Toji didn’t do love. Not because he thought he was above it, but because life had taught him better. Love, for him, was a luxury—something fragile and fleeting, like the people he’d lost or the comfort he never had. Relationships were liabilities. They made you soft, gave you something to lose. And Toji knew what it felt like to lose everything.
He grew up with nothing. No name, no legacy. Just the Zen’in name behind him—cold, distant, and cruel. They tossed him aside the second he was deemed worthless. No cursed energy, no future. He learned early on that people either used you or left you. So he used them first. One-night stands, sugar mamas, easy money—anything to keep the walls up and the heart out of reach. That was safer.
But then there was you.
He met you at a grocery store, of all places. You stood beside him, struggling to reach something on the top shelf. You asked for help, and he passed it to you with a nonchalant shrug, barely looking at you. But when he did—damn. You were beautiful in a way that made his throat dry. Real. Warm. Kind. Nothing like the usual crowd he ran with. Somehow, he managed to charm your number out of you. He still wasn’t sure how. But the second you agreed to a date, he canceled everything else that day. Even the girl who’d just Venmo’d him cash to “hang out.”
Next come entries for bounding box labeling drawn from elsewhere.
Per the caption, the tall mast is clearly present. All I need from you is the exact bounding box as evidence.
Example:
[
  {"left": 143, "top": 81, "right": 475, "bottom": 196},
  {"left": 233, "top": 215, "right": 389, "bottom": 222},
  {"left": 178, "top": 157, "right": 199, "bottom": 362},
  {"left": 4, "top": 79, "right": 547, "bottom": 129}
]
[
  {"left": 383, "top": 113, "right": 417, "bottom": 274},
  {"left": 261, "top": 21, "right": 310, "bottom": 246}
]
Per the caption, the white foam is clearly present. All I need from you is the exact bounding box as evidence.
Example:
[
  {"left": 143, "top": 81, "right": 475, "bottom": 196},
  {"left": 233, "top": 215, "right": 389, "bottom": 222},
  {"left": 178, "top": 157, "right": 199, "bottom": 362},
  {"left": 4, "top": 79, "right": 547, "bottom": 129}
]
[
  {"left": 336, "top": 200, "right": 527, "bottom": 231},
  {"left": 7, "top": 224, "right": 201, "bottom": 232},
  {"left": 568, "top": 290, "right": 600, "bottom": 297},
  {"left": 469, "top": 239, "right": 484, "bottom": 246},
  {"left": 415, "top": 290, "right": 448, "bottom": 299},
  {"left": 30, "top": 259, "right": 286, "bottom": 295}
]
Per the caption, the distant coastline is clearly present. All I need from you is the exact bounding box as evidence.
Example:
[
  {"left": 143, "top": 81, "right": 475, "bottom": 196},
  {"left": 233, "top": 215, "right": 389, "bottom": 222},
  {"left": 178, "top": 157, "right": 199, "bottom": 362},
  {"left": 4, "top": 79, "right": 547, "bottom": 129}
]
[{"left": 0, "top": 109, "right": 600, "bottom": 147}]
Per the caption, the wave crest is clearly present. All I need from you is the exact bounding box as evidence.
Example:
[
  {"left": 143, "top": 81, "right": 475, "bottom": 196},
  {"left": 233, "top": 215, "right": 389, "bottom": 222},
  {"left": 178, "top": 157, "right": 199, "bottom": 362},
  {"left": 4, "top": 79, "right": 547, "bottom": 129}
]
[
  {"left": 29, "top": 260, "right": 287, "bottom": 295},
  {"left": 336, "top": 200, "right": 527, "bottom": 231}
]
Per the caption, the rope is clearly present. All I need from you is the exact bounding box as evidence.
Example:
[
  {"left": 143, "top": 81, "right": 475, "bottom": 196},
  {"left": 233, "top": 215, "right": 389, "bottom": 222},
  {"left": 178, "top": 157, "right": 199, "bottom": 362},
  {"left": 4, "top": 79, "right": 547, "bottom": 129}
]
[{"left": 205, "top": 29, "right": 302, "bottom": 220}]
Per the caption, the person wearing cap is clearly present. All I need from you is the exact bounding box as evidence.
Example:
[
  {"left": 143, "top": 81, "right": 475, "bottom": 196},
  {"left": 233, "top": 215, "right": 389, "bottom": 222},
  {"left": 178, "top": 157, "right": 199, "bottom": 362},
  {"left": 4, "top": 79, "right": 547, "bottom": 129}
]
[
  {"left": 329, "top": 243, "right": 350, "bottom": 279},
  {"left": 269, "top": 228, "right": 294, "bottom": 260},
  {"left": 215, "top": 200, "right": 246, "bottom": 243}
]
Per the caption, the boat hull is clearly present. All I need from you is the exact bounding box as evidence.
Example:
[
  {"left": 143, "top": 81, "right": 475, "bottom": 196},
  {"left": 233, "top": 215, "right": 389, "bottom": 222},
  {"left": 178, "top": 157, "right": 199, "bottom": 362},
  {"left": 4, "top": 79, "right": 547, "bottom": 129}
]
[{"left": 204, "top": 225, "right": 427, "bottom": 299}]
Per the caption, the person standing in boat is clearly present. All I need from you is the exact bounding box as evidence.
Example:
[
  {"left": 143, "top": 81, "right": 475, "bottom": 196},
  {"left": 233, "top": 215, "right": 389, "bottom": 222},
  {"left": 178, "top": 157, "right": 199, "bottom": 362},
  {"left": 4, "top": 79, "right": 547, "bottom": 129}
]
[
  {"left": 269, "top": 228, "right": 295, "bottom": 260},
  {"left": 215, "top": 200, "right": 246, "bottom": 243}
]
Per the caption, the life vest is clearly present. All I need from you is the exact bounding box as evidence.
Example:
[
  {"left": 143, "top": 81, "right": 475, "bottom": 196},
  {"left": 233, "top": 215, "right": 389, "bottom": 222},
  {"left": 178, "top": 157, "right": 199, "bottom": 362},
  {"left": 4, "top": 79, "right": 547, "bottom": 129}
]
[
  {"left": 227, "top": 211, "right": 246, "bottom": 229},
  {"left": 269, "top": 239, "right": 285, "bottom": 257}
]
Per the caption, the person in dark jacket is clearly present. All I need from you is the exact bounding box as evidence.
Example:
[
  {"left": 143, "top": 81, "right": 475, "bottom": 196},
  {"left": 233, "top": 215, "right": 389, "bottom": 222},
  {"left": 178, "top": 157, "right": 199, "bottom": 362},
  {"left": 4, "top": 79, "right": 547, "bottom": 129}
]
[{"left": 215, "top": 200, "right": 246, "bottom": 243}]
Now here you were, walking into the restaurant he’d scrounged together money to afford—just for tonight. Just for you. He wasn’t rich. Far from it. But he wanted to give you something nice. Something decent.
He waited inside, pretending to scroll through his phone but checking the time every thirty seconds. Nerves twisted in his gut—something unfamiliar, something he didn’t like admitting to himself.
Then the door opened.
And there you were.
God.
He looked up, breath catching in his throat before he covered it with a grin.
“Finally,” he said, flashing that sharp, toothy smile. “Felt like I was waitin’ forever.”